What does this moment mean for communities watching San Diego weather?
Even in places not explicitly named in the forecasts cited, the wider regional pattern is difficult to ignore. San Diego weather sits within the same broader western landscape now facing record March heat and the lingering effects of an exceptionally warm winter. NOAA statistics described this week tie that warmth to extremely low mountain snowpack and worsening stress in the Colorado River crisis—two issues that shape water realities far beyond a single city’s shoreline.
Swain addressed a familiar form of public hope that often follows a difficult winter: the idea that a rainy spring could make up the difference. He said that expectation is misplaced this year. “A lot of folks like to talk about the notion of a ‘miracle March, ’” Swain said. “This year that is not going to happen. There will be no miracle March. ”

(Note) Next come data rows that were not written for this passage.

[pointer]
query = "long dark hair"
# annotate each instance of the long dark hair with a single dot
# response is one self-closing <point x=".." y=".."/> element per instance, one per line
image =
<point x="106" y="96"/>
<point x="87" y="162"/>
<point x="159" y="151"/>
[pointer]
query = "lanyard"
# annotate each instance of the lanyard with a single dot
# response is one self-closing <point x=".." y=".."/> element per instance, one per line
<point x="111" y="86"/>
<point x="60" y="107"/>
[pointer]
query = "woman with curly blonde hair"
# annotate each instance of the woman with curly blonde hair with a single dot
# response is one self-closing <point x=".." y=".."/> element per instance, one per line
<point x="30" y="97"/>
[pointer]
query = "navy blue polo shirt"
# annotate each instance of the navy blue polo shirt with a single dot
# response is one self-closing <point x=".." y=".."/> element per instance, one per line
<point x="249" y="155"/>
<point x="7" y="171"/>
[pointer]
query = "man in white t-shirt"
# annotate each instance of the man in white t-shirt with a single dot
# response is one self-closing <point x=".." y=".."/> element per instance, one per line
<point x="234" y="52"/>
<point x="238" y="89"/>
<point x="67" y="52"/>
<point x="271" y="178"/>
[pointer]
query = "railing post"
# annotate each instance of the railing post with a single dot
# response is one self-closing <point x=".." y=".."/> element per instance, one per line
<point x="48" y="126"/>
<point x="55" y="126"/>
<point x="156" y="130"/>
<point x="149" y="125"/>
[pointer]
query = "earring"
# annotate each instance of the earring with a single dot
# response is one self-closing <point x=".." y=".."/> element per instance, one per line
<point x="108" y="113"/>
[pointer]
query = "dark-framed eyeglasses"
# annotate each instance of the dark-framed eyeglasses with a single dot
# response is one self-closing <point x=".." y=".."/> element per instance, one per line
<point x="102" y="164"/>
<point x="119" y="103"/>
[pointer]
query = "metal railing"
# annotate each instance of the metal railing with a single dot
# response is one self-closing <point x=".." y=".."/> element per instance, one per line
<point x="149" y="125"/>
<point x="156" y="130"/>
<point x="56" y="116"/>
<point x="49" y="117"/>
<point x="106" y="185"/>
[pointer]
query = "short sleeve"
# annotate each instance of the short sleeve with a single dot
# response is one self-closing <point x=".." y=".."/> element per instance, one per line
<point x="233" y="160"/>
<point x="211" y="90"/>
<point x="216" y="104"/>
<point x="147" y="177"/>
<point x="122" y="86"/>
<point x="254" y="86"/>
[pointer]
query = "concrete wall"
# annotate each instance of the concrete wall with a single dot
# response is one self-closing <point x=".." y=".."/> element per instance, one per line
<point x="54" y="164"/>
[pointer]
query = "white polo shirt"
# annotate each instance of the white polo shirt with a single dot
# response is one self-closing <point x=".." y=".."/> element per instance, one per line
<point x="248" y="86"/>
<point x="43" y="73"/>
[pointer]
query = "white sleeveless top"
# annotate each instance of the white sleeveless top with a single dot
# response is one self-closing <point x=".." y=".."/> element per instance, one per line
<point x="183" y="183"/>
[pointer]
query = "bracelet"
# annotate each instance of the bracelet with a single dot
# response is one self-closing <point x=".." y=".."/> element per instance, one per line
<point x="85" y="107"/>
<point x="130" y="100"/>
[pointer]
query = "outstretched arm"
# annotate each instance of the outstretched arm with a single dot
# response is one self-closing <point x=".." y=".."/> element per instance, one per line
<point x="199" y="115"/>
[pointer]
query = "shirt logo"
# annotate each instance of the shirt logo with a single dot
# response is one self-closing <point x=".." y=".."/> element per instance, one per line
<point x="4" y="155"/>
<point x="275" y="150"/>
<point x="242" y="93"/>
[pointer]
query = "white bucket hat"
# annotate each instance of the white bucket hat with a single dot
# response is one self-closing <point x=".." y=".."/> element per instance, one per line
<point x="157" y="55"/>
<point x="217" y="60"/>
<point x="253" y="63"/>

For families and workers, the impact is felt less as a headline and more as a daily recalibration—what time errands happen, how long a child stays outside, whether older relatives feel safe moving around in the hottest parts of the day. For those who track the season as a dependable rhythm, the unease comes from how early and how forcefully that rhythm is being disrupted.
One widely shared forecast detail points to the outer edge of what this heat could represent: National Weather Service forecasts cited for next week include a projection of 114°F near the Salton Sea, a level described as unprecedented in the context given. The same forecast detail notes that such a reading would break the national March record by 6°F and exceed the April record of 113°F.
On the coast, the morning may still look familiar—sunlight on sidewalks, people moving through routines—but the wider West is entering a period Swain describes as extraordinary. In that sense, San Diego weather becomes less a local comfort and more a window into a regional pattern that is rewriting expectations for what March can bring.
By late morning in San Diego, the brightness feels less like a promise of spring and more like a question: if the West is already seeing early-summer heat in the first half of March, what happens when the calendar reaches the months that are supposed to be hottest?